Expression of several important regulators and mediators of immune/inflammatory response, which was not detected by Affymetrix microarray, was tested by semiquantitative RT-PCR. Inducible nitric oxide synthase (gene Nos2), a marker of macrophage activation, was not differentially expressed at either age 3 or 12 months; the same was also true for transforming growth factor-β (data not shown). In contrast, the TNF-α gene was overexpressed in the livers of Mdr2-KO mice at both ages (Supplementary Fig. S2).
Among the identified up-regulated genes whose products could potentially be responsible for suppression of macrophage activation were Lgals1, encoding galectin-1 (11); Axl, encoding receptor protein-tyrosine kinase and its ligand Gas6 (12); Pparg, encoding peroxisome proliferator-activated receptor-γ (PPAR-γ; ref. 13); Spp1, encoding osteopontin (14); and Slpi, encoding secretory leukocyte protease inhibitor (15). Overexpression of some of these genes at 3 months was confirmed by semiquantitative RT-PCR (Supplementary Fig. S2A).
The Slpi gene, highly up-regulated in the livers of Mdr2-KO mice at both ages (Table 2), encodes a serine protease inhibitor having multiple anti-inflammatory activities (15). To confirm its overexpression and to determine its cellular localization, we did immunostaining (Supplementary Fig. S3). In Mdr2-KO mice at 3 months, a very strong cytoplasmic staining was observed in hepatocytes located in the centrolobular areas throughout the liver, suggesting a role for Slpi in the control of the acute inflammatory response (Supplementary Fig. S3B).
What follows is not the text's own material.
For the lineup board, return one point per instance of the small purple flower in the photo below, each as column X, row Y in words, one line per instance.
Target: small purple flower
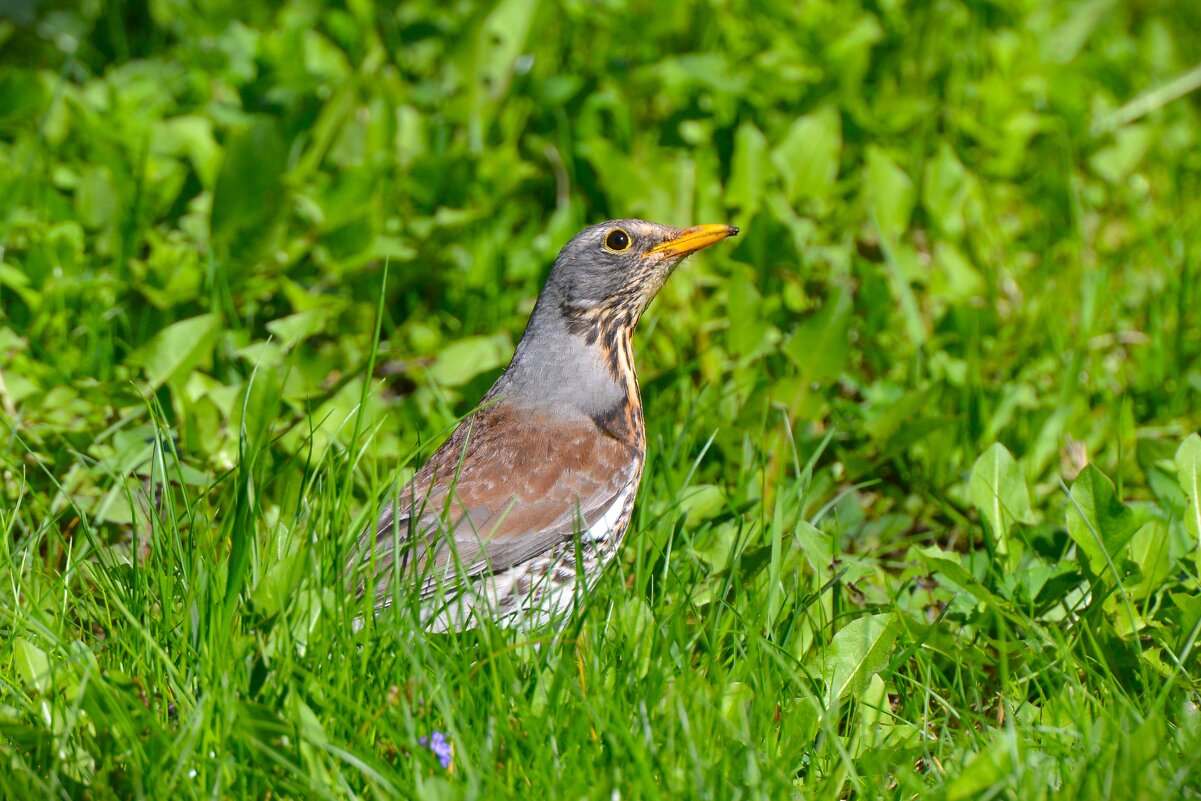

These results show a clear difference between the two stages of liver disease in Mdr2-KO mice: the acute stage at age 3 months and the chronic stage at age 12 months. In the acute stage, intensive inflammation of portal tracts was associated with massive invasion of macrophages accompanied by neutrophils. During inflammation, several adaptive protective mechanisms seemed to have been activated, including up-regulation of genes whose products may suppress activation of macrophages and neutrophils. Most of these genes were also overexpressed at 12 months, when inflammation was reduced.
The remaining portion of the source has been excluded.